While such massive developments seem a great contrast to the ever-present poverty in the area, charity organisations (like First Love Foundation) along with large-scale developers (like Canary Wharf Group) have come together in joint efforts to tackle the issues that the borough faces.

“There are people in the borough who have no income and who see those around them visiting the supermarket and going to work which to them is just a pipe dream. We are working in partnership with The City and Canary Wharf to resolve the issues that the borough faces as quickly as possible. All of our models have been developed in partnership to prompt fast and sustainable change,” said Denise Bentley.

The future of Canary Wharf is one that could bring changes to the greater Tower Hamlets area. By 2018, just following the launch of Crossrail, the first phase of developments should be complete. Canary Wharf is ever-expanding and there is now also consideration for the awaited effects that Brexit and Macron’s election will have on the area.
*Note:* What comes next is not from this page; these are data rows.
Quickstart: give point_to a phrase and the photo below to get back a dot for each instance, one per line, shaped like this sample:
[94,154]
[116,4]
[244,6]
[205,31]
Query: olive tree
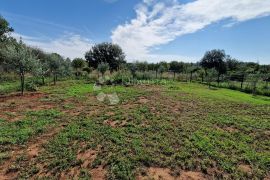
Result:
[78,64]
[176,67]
[102,68]
[161,70]
[54,65]
[21,59]
[4,28]
[215,59]
[109,53]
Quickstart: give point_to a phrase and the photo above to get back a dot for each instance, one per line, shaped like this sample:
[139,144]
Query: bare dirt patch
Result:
[98,173]
[143,100]
[14,106]
[245,168]
[32,149]
[157,173]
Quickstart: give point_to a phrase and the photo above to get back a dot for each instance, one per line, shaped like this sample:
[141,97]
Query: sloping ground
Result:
[176,131]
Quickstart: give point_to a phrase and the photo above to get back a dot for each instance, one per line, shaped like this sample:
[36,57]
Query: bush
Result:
[31,86]
[122,77]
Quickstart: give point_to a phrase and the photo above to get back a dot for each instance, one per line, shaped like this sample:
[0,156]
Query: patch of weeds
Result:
[20,131]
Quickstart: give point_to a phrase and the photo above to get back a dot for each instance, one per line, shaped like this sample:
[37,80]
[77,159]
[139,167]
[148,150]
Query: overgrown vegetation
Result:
[170,118]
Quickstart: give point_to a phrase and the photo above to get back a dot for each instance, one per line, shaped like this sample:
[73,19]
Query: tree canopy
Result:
[106,53]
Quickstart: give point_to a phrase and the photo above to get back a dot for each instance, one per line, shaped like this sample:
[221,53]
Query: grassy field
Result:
[168,131]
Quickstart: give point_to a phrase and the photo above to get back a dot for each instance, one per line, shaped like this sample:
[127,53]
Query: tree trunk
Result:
[43,80]
[22,82]
[218,78]
[54,79]
[202,78]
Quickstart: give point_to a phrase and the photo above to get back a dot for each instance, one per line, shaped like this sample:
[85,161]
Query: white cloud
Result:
[159,22]
[68,45]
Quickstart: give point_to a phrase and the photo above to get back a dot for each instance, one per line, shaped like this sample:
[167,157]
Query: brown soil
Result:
[87,157]
[166,174]
[32,149]
[14,106]
[245,168]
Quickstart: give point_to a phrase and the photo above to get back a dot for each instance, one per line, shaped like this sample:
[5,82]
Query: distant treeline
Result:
[215,68]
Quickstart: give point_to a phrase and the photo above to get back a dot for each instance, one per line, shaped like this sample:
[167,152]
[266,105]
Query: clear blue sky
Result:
[152,30]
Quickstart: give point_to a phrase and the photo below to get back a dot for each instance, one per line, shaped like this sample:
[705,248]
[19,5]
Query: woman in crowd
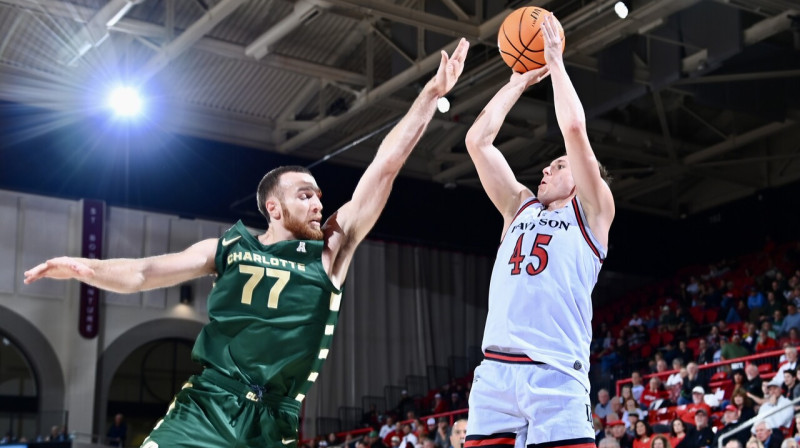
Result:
[643,433]
[677,432]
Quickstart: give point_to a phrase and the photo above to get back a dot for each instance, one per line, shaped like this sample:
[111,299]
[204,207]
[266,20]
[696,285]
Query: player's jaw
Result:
[308,229]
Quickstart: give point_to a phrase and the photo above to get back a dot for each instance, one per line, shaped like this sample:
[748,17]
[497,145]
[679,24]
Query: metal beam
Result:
[188,38]
[95,32]
[303,10]
[737,141]
[756,33]
[206,44]
[415,18]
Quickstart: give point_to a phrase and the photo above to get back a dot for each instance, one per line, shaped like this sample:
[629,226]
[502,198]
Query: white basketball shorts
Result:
[518,402]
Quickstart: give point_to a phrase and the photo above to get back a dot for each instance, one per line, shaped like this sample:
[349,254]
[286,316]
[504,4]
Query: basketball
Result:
[520,39]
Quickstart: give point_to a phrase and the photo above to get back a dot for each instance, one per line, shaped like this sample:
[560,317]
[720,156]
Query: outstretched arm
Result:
[505,192]
[594,193]
[128,275]
[351,223]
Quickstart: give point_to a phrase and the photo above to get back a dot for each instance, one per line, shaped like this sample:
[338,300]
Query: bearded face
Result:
[301,229]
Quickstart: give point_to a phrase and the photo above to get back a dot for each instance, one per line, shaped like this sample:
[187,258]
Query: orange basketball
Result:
[520,40]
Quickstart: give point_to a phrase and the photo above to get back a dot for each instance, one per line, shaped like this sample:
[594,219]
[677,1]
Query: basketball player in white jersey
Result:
[532,389]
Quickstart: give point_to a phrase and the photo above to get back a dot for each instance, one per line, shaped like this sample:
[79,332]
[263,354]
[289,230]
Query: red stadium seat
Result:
[719,376]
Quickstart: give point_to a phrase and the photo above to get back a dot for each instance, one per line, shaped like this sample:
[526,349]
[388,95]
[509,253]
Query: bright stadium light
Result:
[621,9]
[443,104]
[125,101]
Macron, a former economic minister turned politician and president, has stated objectives that include encouraging those in London and elsewhere to turn to the French Capital, ultimately providing the French economy with an influx of new employment.

He will likely encourage the restriction of UK access to the single market in the hope that Britain will begin to export academics and bankers to Paris. Most of these bankers are currently employed, some with plans to reside in Canary Wharf.

Tower Hamlets held a council meeting today [May 22] to ask private developers to increase the number of affordable housing sites in conjunction with large scale, billion pound developments in the area.

The poverty and great income discrepancy that the borough faces, however, should not be forgotten in light of the changes to come.